Publishing CMIP6 Virtual Zarr to STAC

Run this notebook

You can launch this notebook in VEDA JupyterHub by clicking the link below.

Launch in VEDA JupyterHub (requires access)

Learn more

Inside the Hub

This notebook was written on a VEDA JupyterHub instance using the default modified Pangeo image which contains all necessary libraries except those explicitly installed in the Setup Section.

See VEDA Analytics JupyterHub Access for information about how to gain access.

Outside the Hub

You are welcome to run this anywhere you like (Note: alternatively you can run this on MAAP, locally, …), just make sure that you have a compatible environment and the data is accessible, or get in contact with the VEDA team to enable access.

Approach

This notebook creates STAC collection metadata for a CMIP6 virtual Icechunk store which has already been generated and stored in S3. It was run on the VEDA JupyterHub and since veda-data-store-staging is a protected bucket it is not expected to work in an environment without access to that bucket.

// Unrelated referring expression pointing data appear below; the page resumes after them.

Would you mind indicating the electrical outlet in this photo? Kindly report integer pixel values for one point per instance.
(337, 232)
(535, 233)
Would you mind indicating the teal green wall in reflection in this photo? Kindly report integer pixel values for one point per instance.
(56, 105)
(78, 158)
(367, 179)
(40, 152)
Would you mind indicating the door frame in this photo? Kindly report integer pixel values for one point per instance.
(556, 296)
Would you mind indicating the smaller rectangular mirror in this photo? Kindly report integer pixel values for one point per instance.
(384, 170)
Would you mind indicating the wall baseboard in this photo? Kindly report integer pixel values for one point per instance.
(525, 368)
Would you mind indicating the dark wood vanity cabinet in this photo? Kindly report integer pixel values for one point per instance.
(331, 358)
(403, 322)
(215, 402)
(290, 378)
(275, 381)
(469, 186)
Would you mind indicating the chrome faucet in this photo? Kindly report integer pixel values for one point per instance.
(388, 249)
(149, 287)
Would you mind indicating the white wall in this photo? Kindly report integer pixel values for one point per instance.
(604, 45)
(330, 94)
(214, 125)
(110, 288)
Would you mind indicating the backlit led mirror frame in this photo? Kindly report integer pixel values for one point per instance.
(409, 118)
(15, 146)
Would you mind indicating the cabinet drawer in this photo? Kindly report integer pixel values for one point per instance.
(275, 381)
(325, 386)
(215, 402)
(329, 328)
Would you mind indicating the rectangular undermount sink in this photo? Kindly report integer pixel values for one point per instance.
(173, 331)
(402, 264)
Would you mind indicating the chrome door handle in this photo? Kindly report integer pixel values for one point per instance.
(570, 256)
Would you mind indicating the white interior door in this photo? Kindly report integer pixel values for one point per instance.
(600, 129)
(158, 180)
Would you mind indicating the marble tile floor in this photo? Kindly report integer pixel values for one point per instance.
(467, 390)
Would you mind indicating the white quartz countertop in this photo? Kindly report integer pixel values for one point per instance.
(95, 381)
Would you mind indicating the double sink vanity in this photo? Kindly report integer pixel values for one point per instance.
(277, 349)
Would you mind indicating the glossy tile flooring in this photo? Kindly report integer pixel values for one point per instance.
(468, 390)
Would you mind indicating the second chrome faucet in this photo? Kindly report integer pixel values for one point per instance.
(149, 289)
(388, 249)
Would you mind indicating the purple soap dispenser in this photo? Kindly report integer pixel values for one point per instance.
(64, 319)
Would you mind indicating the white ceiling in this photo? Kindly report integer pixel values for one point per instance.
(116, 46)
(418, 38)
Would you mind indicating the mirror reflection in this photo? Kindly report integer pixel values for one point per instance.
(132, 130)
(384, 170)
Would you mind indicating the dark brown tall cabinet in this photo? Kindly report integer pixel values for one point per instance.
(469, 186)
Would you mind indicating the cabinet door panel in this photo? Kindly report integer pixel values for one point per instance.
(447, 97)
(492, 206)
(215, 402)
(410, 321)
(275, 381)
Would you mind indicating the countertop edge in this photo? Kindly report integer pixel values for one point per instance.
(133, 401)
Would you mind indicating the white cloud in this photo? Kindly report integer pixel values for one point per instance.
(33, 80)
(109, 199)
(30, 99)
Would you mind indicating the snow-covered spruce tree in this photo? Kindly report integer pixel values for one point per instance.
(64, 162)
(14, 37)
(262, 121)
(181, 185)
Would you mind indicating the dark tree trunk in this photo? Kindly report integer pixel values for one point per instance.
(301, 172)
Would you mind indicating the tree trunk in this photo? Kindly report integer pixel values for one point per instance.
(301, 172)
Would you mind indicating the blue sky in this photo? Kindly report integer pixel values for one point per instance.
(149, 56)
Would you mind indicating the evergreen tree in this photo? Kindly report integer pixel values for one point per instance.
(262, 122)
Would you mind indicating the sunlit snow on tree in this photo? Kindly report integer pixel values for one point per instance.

This notebook serves as documentation for the publication of the CMIP6 virtual Icechunk store. It demonstrates how to create a STAC Collection for a virtual Icechunk store using the following extensions:

NOTE: This notebook will not entirely generalize for arbitrary virtual Zarr datasets but may be a helpful example. In particular the bucket that stores the virtual Icechunk or the data itself were not publicly accessible then you could also use the Authentication STAC Extension to specify how to access those buckets.

Step 1: Setup

Install and import necessary libraries. These are in addition to all the libraries already included in the default modified Pangeo image.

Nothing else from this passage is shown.